Do you remember writing your first resume? I do. I worked with the college career center to create my document. This is when we still had library classes and I don’t remember templates being a thing. I do remember that using good paper was a big deal, which is kind of funny now in this digital world where most of us never see a paper resume. But that’s not my point.
My point is that I mostly remember feeling helpless. I grew up in a family where everyone was a teacher or in the military. They weren’t exactly resume writers and surely didn’t know what corporate America was looking for. They knew how to go up the ranks and get a pension. But that wasn’t for me.
Every time I would look for a new job, I went back to this document. I would add to it, edit a little, and try to make myself look good, but really I was operating off of things I found on the internet. I didn’t know how to explain my skills to anyone else — I was just told I was good at a few things and I assumed those people knew what I was good at better than I did. They actually had a job and I was still applying, after all.
The Guessing Game & Your LinkedIn Profile
If we struggle to write a resume, how are we supposed to write a LinkedIn profile?
Writing a LinkedIn profile usually doesn’t go any more smoothly than the resume-writing guessing game, even for recruiters. It’s kind of funny: You look at LinkedIn profiles all day, and somehow, you have no clue what to do with your own.
Most of the time, recruiters do the same thing I did with my resume: copy and paste something from somewhere else — something I thought I was supposed to be saying on my resume, skills other people told me I was good at.
We regurgitate the information we see time and time again, because we think that’s what makes up a good resume. What makes up a good LinkedIn profile. What makes up a good candidate, and how we should tell our stories as both candidates and recruiters.
But explaining your skills to get a job shouldn’t be some guessing game. That’s not right. This is not the lottery or some Vegas card game. This is someone’s life and how they spend a very large portion of their day every single week. We shouldn’t be starting on the basis of Googling and stealing other people’s templates — guessing what we’re good at and how to write our own stories. Boiling our lives down to someone else’s words just isn’t going to sell ourselves accurately or genuinely.
Translating Stories Into LinkedIn Content
If you want to know what you’re good at, try having a conversation with a former manager, a professor, your parents, or someone who you have worked with on something from beginning to end. Ask them to tell you one word that describes your work style. When they give you the word, say, “I love that. Can you tell me about a time when I worked like that when most people wouldn’t?”

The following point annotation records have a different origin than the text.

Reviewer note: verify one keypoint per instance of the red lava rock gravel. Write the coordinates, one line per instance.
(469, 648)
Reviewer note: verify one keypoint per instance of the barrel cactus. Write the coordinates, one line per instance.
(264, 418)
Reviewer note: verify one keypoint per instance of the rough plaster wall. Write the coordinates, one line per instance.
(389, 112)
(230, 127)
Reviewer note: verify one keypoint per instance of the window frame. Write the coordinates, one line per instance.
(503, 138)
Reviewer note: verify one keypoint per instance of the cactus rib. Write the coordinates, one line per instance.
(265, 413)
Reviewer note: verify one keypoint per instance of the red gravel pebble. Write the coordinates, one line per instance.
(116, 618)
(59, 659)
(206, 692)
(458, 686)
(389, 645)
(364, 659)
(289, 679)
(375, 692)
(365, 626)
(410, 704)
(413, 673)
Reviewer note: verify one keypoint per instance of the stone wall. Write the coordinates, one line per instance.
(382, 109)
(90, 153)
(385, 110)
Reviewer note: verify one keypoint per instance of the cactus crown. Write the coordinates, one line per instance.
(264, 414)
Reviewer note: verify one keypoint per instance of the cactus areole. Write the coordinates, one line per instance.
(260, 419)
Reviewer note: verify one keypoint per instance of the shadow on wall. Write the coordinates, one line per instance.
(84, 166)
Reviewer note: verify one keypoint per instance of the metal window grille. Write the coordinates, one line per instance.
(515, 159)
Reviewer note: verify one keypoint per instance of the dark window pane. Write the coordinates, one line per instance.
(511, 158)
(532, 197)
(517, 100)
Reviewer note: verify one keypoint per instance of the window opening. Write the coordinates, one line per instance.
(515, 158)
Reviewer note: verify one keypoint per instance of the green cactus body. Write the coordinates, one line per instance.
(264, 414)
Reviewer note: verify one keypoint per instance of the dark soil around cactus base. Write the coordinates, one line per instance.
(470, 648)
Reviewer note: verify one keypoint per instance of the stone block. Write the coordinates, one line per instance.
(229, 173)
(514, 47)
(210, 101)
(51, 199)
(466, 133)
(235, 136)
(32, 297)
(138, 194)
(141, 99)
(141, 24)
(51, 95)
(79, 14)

When you start to hear the examples of where you shine, there are usually trends. Commonalities among every scenario. That’s what you’re good at.
I love the idea of a team doing this, having these conversations with each other as a workshop. Not only will your team get to know each other better, but they will get to know themselves better. Together, your team can grow, building relationships and gaining confidence in themselves.
These conversations can then be translated into everyone rewriting their LinkedIn headlines and summaries. Instead of your team finding examples of good headlines and summaries from the internet, they can work together to really write something that they’re proud of. Something that they know they’re good at, because they’ve got the proof sitting right next to them as their co-workers and managers.
When we aren’t sure how to tell our own stories and highlight our own skills, we can’t turn to Google to help us out. Google doesn’t know us, and templates that other people have used are never going to allow you to tell your story. But your friends, family, and co-workers? Those are the folks who see what you do best.
And when your LinkedIn content actually tells the story of who you are and what you’re good at? That’s when you can really start to shine.